According to Gultekin, the dual-track development of China’s private sector could be a successful model for the Chinese. “It’s happening sort of spontaneously. China has effectively built a market economy … with some state sectors that eventually might phase out.”

Meyer notes that long before the Communists came to power in China, the country had a history of blending private and public economic entities, a tradition that is common in other rice-growing regions of Asia. To grow rice, villagers need central control of water and terracing systems. “China has a deep tradition of bureaucratic capitalism,” he says. “It goes back thousands of years.”

A Gradual, Rather than Swift, Transition

Wharton management professor Mauro Guillen says academics examining privatization often debate whether a speedy transition is better than a slower, gradual model. “The Chinese have taken the second option and there’s no doubt in my mind they should do it gradually.” He points out that a rapid sell-off of troubled companies can lead to low valuations for the citizens of the state who are, in effect, the owners of the firms.

Shares in a firm that is in strong financial shape can be sold off in stages, he suggests, while a poorly run company could be restructured or held until it can get a better price.

Fast or slow, merely changing the ownership of a company is not a guarantee of success in any country, particularly a developing nation like China, where financial institutions, such as a regulatory agencies and capital markets, are weak. “What the Chinese have to worry about is the regulatory structure,” says McDermott.

Insolvent, but Liquid

Another concern is the banking system. The Chinese government has announced it will continue to hold majority stakes in three of its four biggest state-owned banks for at least another decade.
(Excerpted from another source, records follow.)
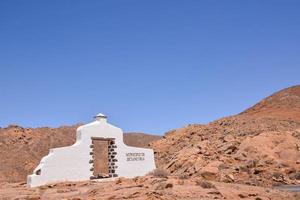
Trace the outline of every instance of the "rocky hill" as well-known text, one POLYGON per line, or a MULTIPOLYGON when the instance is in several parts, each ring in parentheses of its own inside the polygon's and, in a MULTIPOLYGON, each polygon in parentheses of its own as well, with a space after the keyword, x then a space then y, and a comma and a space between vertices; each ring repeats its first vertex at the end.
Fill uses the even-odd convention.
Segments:
POLYGON ((189 125, 155 141, 157 164, 185 178, 270 186, 300 183, 300 86, 239 115, 189 125))
MULTIPOLYGON (((75 142, 79 125, 59 128, 23 128, 11 125, 0 128, 0 182, 25 181, 50 148, 69 146, 75 142)), ((160 136, 144 133, 124 134, 129 146, 148 147, 160 136)))

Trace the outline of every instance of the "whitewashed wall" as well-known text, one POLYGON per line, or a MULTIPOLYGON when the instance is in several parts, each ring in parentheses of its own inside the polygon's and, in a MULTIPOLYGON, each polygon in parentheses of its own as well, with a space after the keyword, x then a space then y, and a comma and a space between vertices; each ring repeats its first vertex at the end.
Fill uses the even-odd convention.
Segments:
POLYGON ((93 172, 90 171, 92 163, 89 163, 92 160, 92 155, 90 155, 91 137, 115 138, 116 159, 118 160, 116 174, 118 177, 143 176, 155 169, 153 150, 125 145, 122 130, 107 123, 106 118, 102 116, 100 115, 92 123, 80 126, 77 129, 76 143, 72 146, 51 149, 33 174, 27 177, 28 186, 36 187, 61 181, 89 180, 93 176, 93 172), (132 153, 142 153, 144 160, 135 160, 136 157, 130 156, 132 153), (40 171, 40 175, 37 175, 38 171, 40 171))

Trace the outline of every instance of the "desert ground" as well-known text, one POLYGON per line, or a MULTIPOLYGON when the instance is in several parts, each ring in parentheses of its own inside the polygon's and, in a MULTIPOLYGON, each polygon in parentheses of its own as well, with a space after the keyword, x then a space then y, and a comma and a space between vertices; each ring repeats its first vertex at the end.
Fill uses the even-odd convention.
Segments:
POLYGON ((71 145, 78 125, 0 129, 1 199, 300 199, 275 189, 300 185, 300 86, 240 114, 189 124, 162 138, 128 134, 154 149, 158 170, 134 179, 64 182, 27 188, 26 176, 50 148, 71 145), (149 145, 148 145, 149 144, 149 145))

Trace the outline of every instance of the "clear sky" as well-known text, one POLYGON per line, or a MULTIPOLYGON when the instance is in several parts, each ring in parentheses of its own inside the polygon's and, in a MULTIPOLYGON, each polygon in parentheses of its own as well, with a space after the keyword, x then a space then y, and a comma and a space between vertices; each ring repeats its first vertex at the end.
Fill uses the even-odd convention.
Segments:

The nation’s banks have been selling shares to outsiders, but they remain weighed down by huge portfolios of non-performing loans.
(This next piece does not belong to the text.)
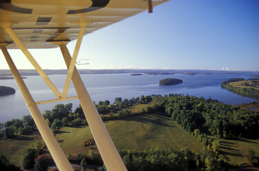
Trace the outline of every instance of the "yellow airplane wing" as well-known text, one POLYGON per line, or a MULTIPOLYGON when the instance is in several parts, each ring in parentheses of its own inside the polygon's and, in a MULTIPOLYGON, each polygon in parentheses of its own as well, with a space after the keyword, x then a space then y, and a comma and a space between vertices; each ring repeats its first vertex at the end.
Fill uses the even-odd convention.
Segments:
MULTIPOLYGON (((169 0, 152 0, 153 6, 169 0)), ((0 42, 12 42, 11 27, 27 48, 51 48, 55 41, 77 39, 148 8, 148 0, 1 0, 0 42)), ((150 3, 149 3, 150 5, 150 3)), ((6 46, 18 48, 15 43, 6 46)))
McDermott says China needs to create mechanisms to finance development other than banks. “They have to balance between banks that are really stable and banks that help finance development, or they will have to develop different financial institutions.”

China, adds Meyer, can afford to go more slowly with bank privatization because the banks are sitting on piles of cash deposited by Chinese savers who are prohibited from converting their currency to make investments in other countries. “The Chinese banks don’t need the money. They’re insolvent, but liquid as hell. All this money is trapped in China.”

As China moves forward, Nichols predicts it will be difficult for the country to sustain its two parallel economies. “With the Chinese model, you have to have a lot of money,” he says. “China’s wealth is illusory because it is spending a lot of that wealth. Maintaining two economies — the private and the state-owned — might be a little too much of a burden for them.”

Meyer predicts that smaller, private Chinese companies will continue to grow faster than the country’s large state-owned industries and will leapfrog over the big companies to become players in the international economy. In most economies, he adds, it is only large, mature firms that have the resources to go international. But in China, because of the lack of strong financial institutions, it may be easier for small companies to move offshore earlier. “I think companies at a very early stage will internationalize,” Meyer says.